@skippybosco: Yes, I agree with djbaxter this IS a good idea. That's why I already had my installation configured that way.
I also increased my local cache retention time from 30 minutes to 480 minutes (8 hours) and I increased my local log retention time from 30 to 60 days. increasing the cache time dramatically reduces the number of lookup requests I send to the central server and greatly reduces the likelihood I'm going to find that server too busy to handle my requests. At the moment, my server processes and rejects about 120 bot registrations a day (that's 5 per hour). By increasing my cache time from 30 minutes to 8 hours, I'm retaining just 40 records in my recent registration attempts cache rather than 3; but I've reduced my load on the central server to roughly 1/13th of what it would have been otherwise.
In short, from what I can tell by increasing my cache time to 16 times as long, I've reduced the load my site places on the central server over 92% and I've also improved the performance of SFS on my site because its getting a local cache hit in many more cases rather than waiting for 3 database queries to occur on an overloaded remote server.
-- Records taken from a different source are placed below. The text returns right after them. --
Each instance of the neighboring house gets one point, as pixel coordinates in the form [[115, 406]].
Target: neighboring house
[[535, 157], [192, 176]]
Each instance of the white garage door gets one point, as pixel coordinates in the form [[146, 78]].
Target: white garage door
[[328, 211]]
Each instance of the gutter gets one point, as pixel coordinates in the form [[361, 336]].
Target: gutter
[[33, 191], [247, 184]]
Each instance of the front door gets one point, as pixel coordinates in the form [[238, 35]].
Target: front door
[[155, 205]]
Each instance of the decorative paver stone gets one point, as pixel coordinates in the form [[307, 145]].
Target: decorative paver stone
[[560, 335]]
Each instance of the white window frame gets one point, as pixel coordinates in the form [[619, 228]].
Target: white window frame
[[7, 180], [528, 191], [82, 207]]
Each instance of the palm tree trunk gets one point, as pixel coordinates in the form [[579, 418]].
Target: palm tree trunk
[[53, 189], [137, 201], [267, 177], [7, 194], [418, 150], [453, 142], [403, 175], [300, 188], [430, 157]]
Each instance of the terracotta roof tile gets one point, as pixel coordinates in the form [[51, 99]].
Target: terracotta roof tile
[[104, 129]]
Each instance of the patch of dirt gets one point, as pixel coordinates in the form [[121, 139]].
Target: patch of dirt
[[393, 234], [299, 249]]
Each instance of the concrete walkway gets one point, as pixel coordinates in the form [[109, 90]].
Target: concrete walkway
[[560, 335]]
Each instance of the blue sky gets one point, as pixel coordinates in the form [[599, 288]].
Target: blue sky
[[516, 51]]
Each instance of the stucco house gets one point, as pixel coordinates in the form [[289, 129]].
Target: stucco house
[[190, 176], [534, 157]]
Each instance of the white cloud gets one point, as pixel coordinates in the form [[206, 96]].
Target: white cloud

Frankly, I recommend those changes to EVERY site that's using SFS. I suspect we'd totally eliminate the central server performance issues if we did this.
@pedigree:
I'm confused about something here. It occurred to me this evening that I never actually saw anything that said this addon checks its own local database of rejected registrations using the registering user's email address, IP address and username BEFORE it goes off to the central server to check the database there. Yes, I realize it looks in the local cache covering the last xx (user configurable) minutes of registration attempts before it goes to check the host, but since the "standard" user-configurable cache time is set at 30 minutes whereas the local rejected user registrations table involves weeks or months of rejected registration history (I'm keeping 60 days of history) it seems to me the load on the central SFS server could be HUGELY reduced by increasing the cache time to 4 or 8 hours and then checking BOTH the cache from the last (user configurable) minutes and the local rejection log database for the last (user configurable) days rather than going off to check the central database practically everytime a bot tries to register on any site.
For example, my site receives about 120 bot registration attempts per day. That's 5 per hour or 2.5 bot registration attempts every 30 minutes. Compared to the 1,200 rejected bot registrations captured in our local SFS rejection log in the past 10 days, that suggests the 30 minute local cache is so small it's almost useless.
As I examine my own local SFS rejection log which already contains 1200 bounced registration attempts after just 10 days, I can see many of these bots come back time after time every day and try registering with the same IP address, username and email address over and over again. Furthermore, many of the bot registration attempts occur day after day several times per day and then the bot goes away and comes back again after 24 hours or so. With those behavior patterns in mind, it looks to me as if the load on your central server could be cut WAY down to maybe 5% or 10% of the current load if the hack was just modified to first check the local cache, then query the local rejection log for the last 5 or 10 or 15 or 30 (user configurable) days BEFORE going off to ask the remote server if this registrant has been reported as a spammer by any other site. If you combined this mod with a signficant increase in the cache time it looks to me like you'd eliminate most of the query requests the central server now sees -- especially on sites that have been around a while.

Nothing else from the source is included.